Monday, February 24, 2003

A few months ago, I did something really insane: I joined the Folio Society.

Why would a raggedy beggar such as I, someone without so much as an ounce of class, aspire to such a bourgeois lot? Obviously, because I can’t read. Certainly I have no eyes for fine print. The deal here is the usual one, you get a pile of nice books for a few bucks, with a commitment of some kind I never bothered to read, which turns out to be four more books at prices way beyond my range.

Well, a deal’s a deal. I went through the catalogue and found the two cheapest volumes they had. One was Graham Greene's Brighton Rock, which I've always meant to read, and the other was called Diary of a Nobody, which is apparently some kind of a small classic of English wit. They were the cheapest books I could find and together, they cost about ... oh don't make me say it. I'm still in denial.

Anyway, today at lunch I finished reading the Greene novel and it's fantastic. I want to read it again, which is good considering it costs a week of lunches. It's about this 17-year-old mob leader named Pinkie, who manages to kill a down-on-his-luck journalist named Hale. The murder looks clean, except for two things. One is Ida, the good-hearted and big-breasted -- Greene never lets us forget that her tits could apply for their own zip code -- gal who sees Hale on his last day of life and suspects something fishy about his death. The other is Rose, a 16-year-old waitress who may have seen a little too much on the day of the crime. Pinkie isn't yet aware of Ida, but in Rose he sees something close to a soulmate. Rose is starved for affection and, Pinkie discovers, will do just about anything for love, even marry Pinkie so she doesn't have to testify against him. Not only that, she'll die for him, if that is what it comes to.

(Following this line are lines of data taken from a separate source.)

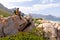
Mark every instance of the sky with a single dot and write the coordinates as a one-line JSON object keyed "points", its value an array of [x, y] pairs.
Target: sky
{"points": [[45, 7]]}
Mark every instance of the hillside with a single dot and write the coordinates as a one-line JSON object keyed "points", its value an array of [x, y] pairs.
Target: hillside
{"points": [[4, 11], [47, 17]]}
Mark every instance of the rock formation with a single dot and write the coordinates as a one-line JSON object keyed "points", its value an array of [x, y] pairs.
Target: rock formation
{"points": [[13, 24]]}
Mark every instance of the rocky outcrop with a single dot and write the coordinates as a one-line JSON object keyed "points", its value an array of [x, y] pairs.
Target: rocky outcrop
{"points": [[13, 24]]}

Brighton Rock reads like a suspenseful thriller, and I guess it is that; a thriller who went to Catholic School, and never got death, hell, sin, salvation, guilt or redemption from it's blood. The book is about damnation, more than anything else, the lure, perhaps, of inoculating yourself against the reality of evil by committing it. Something. Anyway, it's completely spellbinding and I hope to plow through its multifarious moral themes again real soon. Shit, I may even pay for it.